A priori it is not clear that finding the longest path should be harder than finding the shortest path, but this turns out to be the case. While we know how to find the shortest path in $$O(n)$$ time, for the longest path problem we have not been able to significantly improve upon the trivial brute force algorithm that tries all paths.

Specifically, in a graph of degree at most $$d$$, we can enumerate over all paths of length $$k$$ by going over the (at most $$d$$) neighbors of each vertex.
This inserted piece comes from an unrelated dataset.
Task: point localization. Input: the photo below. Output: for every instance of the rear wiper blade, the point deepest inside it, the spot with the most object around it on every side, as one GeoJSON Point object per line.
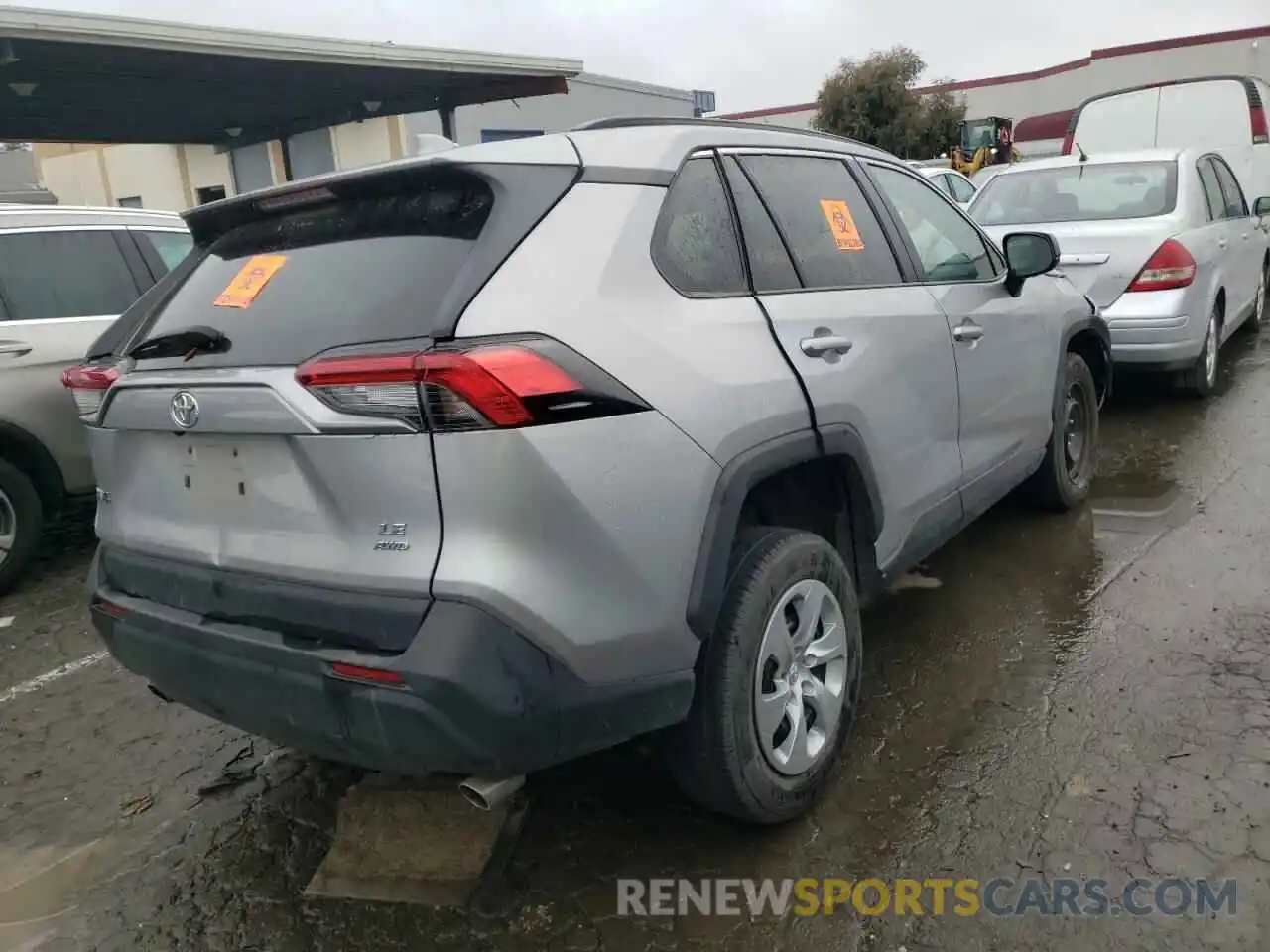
{"type": "Point", "coordinates": [181, 343]}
This would take about $$O(d^k)$$ steps, and since the longest simple path can’t have length more than the number of vertices, this means that the brute force algorithms runs in $$O(d^n)$$ time (which we can bound by $$O(n^n)$$ since the maximum degree is $$n$$). The best algorithm for the longest path improves on this, but not by much: it takes $$\Omega(c^n)$$ time for some constant $$c>1$$.At the moment the best record is $$c \sim 1.65$$ or so. Even obtaining an $$O(2^n)$$ time bound is not that simple, see Reference:longest-path-ex.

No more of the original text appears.